Teams will not be permitted to step foot in their factories until early June, yet another way that the sport is trying to save money.
However that doesn’t mean team personnel – especially the design teams – aren’t thinking of new ideas.
Mercedes technical director Allison is expecting to be hit with a barrage of creative ideas when Mercedes again opens its doors later this year.
“We are of course in an industry shutdown because if we can’t race we can’t earn; if we can’t earn we shouldn’t spend, and so shutdown is the most sensible way for us to traverse this difficult period,” Allison said in an interview on Mercedes’ Youtube page.
“But it doesn’t mean that your brain shuts off completely and up and down our company there will be many an engineer who is sitting there pondering how to make the car faster when we do eventually return to work.
“I think this break will prompt all sorts of creative ideas in our team, because quite often the best ideas come when you are faced with a different challenge, when your mind is running free and doing different things.
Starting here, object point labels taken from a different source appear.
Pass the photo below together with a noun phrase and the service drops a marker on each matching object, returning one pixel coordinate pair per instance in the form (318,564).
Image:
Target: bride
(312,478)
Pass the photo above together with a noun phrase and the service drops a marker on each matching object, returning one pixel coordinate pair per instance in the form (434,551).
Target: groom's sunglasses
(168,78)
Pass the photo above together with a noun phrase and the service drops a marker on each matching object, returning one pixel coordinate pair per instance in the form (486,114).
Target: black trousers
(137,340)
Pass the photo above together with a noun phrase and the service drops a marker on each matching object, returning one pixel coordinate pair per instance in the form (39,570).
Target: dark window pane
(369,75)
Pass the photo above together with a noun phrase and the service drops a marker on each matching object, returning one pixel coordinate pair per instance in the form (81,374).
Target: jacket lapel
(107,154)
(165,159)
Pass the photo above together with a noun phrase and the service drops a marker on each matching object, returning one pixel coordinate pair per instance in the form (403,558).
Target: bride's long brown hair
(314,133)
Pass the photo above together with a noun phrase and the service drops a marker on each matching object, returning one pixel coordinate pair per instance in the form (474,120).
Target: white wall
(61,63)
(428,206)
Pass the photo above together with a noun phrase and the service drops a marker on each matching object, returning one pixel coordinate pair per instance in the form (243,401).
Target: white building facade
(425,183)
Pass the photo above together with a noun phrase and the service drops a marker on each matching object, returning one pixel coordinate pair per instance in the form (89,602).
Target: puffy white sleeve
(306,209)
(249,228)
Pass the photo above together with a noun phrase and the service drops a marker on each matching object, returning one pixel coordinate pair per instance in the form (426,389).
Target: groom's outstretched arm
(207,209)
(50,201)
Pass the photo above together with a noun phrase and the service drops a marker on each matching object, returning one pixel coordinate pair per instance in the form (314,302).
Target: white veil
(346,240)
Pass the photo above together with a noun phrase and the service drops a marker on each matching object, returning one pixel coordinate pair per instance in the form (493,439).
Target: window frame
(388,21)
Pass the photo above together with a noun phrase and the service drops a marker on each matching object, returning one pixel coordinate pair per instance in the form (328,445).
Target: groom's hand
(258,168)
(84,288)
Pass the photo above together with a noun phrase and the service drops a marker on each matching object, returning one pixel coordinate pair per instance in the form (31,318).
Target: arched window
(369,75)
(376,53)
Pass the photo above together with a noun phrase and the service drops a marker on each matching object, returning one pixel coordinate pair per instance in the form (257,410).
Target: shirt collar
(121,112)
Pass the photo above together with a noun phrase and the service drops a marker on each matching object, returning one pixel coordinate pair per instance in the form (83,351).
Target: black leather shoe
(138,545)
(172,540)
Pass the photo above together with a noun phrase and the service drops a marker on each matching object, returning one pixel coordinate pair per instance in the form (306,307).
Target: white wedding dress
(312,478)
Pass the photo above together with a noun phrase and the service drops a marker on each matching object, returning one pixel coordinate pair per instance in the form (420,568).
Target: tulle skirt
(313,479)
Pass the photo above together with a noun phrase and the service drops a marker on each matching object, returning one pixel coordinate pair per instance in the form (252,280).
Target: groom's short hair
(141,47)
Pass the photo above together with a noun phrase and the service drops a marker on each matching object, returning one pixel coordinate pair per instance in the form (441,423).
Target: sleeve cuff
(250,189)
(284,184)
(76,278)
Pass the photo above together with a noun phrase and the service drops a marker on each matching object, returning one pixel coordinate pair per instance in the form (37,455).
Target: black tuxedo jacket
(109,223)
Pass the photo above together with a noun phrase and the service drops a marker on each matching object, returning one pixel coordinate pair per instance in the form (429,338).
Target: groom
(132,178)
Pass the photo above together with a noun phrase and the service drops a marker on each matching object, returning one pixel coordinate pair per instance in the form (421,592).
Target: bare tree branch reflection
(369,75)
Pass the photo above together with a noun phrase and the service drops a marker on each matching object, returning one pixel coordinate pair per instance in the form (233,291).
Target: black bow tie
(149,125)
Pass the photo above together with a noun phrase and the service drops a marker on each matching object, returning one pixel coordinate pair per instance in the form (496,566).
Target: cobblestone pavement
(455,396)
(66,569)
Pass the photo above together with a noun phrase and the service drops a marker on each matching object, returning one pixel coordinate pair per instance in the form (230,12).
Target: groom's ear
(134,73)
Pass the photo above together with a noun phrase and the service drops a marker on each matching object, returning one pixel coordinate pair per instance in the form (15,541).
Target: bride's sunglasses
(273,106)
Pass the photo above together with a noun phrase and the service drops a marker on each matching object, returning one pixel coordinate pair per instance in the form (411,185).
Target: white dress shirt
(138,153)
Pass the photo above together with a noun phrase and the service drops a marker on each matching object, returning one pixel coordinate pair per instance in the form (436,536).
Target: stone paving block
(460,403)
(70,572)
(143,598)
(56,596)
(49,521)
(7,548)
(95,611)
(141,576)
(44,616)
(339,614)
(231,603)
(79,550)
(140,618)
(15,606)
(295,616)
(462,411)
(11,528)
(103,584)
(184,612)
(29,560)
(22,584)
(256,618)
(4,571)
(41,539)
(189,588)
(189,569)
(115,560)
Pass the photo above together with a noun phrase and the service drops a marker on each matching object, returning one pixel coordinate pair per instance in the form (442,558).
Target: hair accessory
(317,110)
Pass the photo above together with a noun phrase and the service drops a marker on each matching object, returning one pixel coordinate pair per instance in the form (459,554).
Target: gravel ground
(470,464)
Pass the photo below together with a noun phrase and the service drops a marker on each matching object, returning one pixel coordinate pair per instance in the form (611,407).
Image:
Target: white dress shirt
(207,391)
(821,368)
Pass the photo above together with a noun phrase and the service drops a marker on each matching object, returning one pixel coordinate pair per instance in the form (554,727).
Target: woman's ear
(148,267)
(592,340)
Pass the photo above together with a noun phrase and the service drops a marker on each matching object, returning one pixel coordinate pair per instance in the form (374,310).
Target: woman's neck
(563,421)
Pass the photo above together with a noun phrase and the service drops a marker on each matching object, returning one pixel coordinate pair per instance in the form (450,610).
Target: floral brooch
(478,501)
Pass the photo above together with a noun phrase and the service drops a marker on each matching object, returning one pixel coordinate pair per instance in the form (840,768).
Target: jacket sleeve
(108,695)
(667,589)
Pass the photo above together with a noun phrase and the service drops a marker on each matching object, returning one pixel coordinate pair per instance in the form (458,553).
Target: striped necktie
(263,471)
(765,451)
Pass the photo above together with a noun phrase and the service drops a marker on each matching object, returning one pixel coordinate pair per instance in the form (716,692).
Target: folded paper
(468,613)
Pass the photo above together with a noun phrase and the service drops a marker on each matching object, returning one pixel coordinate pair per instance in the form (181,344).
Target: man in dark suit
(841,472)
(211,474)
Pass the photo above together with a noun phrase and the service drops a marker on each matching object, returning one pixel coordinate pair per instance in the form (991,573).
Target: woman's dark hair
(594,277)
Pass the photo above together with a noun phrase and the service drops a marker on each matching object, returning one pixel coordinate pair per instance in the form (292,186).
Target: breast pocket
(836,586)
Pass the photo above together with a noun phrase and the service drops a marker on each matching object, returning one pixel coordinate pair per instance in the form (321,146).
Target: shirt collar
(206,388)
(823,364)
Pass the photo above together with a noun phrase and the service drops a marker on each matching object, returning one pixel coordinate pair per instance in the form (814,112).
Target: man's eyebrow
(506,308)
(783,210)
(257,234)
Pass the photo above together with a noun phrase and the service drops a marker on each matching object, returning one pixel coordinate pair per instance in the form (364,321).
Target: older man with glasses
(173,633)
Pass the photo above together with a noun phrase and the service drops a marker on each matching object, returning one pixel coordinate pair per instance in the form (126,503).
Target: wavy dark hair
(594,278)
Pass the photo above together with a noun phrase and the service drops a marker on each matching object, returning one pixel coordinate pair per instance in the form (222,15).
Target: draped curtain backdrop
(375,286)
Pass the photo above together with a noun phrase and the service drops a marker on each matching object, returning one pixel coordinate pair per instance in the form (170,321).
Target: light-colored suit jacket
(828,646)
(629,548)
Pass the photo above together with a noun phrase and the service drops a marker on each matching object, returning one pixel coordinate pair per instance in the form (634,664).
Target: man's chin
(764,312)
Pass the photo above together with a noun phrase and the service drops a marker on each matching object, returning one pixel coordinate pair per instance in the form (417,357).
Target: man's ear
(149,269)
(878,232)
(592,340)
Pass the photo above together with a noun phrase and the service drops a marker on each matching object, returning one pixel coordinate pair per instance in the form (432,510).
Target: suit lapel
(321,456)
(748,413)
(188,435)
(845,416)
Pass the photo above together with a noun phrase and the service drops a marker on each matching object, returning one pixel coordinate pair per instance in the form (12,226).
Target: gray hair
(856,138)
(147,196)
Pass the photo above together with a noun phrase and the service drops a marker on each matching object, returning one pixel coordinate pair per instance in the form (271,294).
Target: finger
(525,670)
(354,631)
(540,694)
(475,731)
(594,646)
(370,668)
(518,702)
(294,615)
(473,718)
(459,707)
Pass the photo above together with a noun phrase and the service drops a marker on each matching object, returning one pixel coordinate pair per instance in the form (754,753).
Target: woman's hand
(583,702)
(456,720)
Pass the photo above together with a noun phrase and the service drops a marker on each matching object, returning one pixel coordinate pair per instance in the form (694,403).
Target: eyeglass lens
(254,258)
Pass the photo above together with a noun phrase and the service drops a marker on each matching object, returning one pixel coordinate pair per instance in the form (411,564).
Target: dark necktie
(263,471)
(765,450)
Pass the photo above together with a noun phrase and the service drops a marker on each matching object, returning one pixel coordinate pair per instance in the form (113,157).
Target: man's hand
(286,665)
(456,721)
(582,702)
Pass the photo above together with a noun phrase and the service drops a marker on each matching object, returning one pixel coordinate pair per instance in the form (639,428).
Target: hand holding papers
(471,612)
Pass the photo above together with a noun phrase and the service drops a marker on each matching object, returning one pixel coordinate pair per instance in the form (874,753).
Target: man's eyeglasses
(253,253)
“So I suspect when we get back — having had our creativity and our effort stymied — I suspect that when we get back we will have an explosion of creative effort among the whole team.”
Mercedes has already bagged this year’s innovation prize, introducing the DAS system during pre-season testing in Spain.
The Dual Axis Steering system controls the toe of the front wheels, allowing for more speed down the straight and better grip through the corners.
While some reports claimed it could be worth two seconds per laps, Mercedes motorsport boss Toto Wolff rubbished this.
“We don’t want to reveal too much about it yet, but whoever thinks it will give us two seconds is wrong,” he told Bild am Sonntag newspaper.
“It is one of many innovations on the new car. Ultimately, it is the overall package that is crucial.”